Nous ne pouvons parler d’Halloween sans parler du plan séquence (c’est-à-dire en une seule fois) en vue subjective qui ouvre le film. C’est à la fois un tour de force technique pour l’époque, compte tenu du budget très mince, filmer la scène d’ouverture en plan séquence est très risqué puisque très longue à mettre en place et représentant un défi technique et surtout un procédé narratif extrêmement intelligent qui va conditionner le public pour le reste du film. Vidéo.

Le premier plan étant une vue subjective (le spectateur voyant au travers des yeux du tueur), Carpenter va pouvoir jouer sur les différents points de vue afin de perdre le spectateur qui n’aura de cesse que de se raccrocher à ce premier plan. Or, de tout le film il n’y aura plus d’utilisation de caméra subjective ce qui provoquera la surprise du spectateur quand Michael Myers apparaît au fond d’un plan alors que nous pensions voir la scène au travers de ses yeux. Et c’est là l’autre originalité du film de Carpenter, c’est que le tueur n’apparaît pas du hors-champ mais au fond du champ.

Je m’explique. Dans les films d’horreur aujourd’hui, le tueur apparaît à l’écran par la gauche ou la droite prenant le personnage de la victime et le spectateur par surprise. Dans le film de Carpenter, le tueur est bien souvent déjà présent dans le champ, au fond, tapi dans le noir ou en arrière plan bien visible pour le spectateur, provoquant non plus la surprise mais la peur et l’angoisse. Le tueur pouvant être n’importe où.

Un autre raison du succès du film est sa musique, composé par John Carpenter himself. Les mélodies sont minimalistes, c’est la signature musicale de Carpenter. La musique est répétitive et entêtant mais surtout indissociable du climat de suspense du film. Le thème d’Halloween est d’ailleurs aujourd’hui un des thèmes musicaux de cinéma les plus connus.

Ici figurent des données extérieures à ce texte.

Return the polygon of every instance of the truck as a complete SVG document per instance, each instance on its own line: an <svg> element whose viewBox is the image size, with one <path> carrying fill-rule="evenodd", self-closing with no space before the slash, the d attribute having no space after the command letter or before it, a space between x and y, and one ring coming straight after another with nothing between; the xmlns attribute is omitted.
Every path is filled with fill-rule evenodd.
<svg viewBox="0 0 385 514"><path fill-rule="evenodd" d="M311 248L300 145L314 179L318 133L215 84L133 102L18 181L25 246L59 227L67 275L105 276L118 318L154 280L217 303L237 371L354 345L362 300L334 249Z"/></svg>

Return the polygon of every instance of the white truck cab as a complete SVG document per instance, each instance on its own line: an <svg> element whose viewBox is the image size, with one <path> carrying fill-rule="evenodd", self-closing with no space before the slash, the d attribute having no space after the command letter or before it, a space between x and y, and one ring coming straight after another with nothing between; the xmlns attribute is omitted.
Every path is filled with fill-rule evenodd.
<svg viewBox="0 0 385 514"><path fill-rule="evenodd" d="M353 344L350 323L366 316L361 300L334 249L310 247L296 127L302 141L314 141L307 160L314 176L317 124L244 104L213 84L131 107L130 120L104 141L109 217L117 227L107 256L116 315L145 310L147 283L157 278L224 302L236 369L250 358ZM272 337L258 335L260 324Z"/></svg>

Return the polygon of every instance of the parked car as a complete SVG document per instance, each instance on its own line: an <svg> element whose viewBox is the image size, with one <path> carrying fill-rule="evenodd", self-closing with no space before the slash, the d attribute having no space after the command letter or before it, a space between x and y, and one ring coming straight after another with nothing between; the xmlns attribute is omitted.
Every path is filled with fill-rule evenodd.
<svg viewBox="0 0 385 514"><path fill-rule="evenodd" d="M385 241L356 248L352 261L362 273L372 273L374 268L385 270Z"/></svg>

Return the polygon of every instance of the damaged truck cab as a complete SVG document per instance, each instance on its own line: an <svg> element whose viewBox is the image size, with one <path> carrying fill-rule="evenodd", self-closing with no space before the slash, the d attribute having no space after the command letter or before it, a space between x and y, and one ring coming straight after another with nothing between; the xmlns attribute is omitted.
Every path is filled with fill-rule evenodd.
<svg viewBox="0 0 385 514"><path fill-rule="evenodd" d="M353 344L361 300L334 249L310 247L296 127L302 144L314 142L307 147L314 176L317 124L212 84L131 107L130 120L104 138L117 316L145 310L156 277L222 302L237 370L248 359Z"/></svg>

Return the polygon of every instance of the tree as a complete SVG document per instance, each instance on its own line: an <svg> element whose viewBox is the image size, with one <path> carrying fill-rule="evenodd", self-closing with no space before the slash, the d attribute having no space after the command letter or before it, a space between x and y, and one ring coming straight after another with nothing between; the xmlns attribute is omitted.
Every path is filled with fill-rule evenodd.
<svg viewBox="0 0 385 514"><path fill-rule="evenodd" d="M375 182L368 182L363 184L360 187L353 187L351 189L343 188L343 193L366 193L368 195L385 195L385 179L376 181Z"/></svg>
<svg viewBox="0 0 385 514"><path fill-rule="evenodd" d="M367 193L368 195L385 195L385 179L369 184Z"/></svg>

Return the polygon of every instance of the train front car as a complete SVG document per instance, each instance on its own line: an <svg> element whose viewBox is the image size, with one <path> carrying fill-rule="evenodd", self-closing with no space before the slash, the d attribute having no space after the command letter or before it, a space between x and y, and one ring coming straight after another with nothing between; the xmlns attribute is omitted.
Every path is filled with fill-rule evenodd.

Le film sorti en octobre 1978 démarre mollement avant de s’installer durablement sur les écrans américains. Les qualités du film, que ce soient l’originalité de son scénario, la précision de la mise en scène ou la musique de Carpenter, propulsent le film dans le panthéon des films d’horreur, totalisant 70 millions de dollars de recettes dans le monde. Ce qui lui vaudra d’être le film indépendant le plus rentable de l’histoire du cinéma jusqu’à ce que le Projet Blair Witch de Daniel Myrick (1999) le détrône. La réussite du film provoquera l’engouement des réalisateurs mais surtout des producteurs pour le slasher, ce qui donnera surtout de mauvais films, de piètres suites et quelques rares chef-d’œuvre.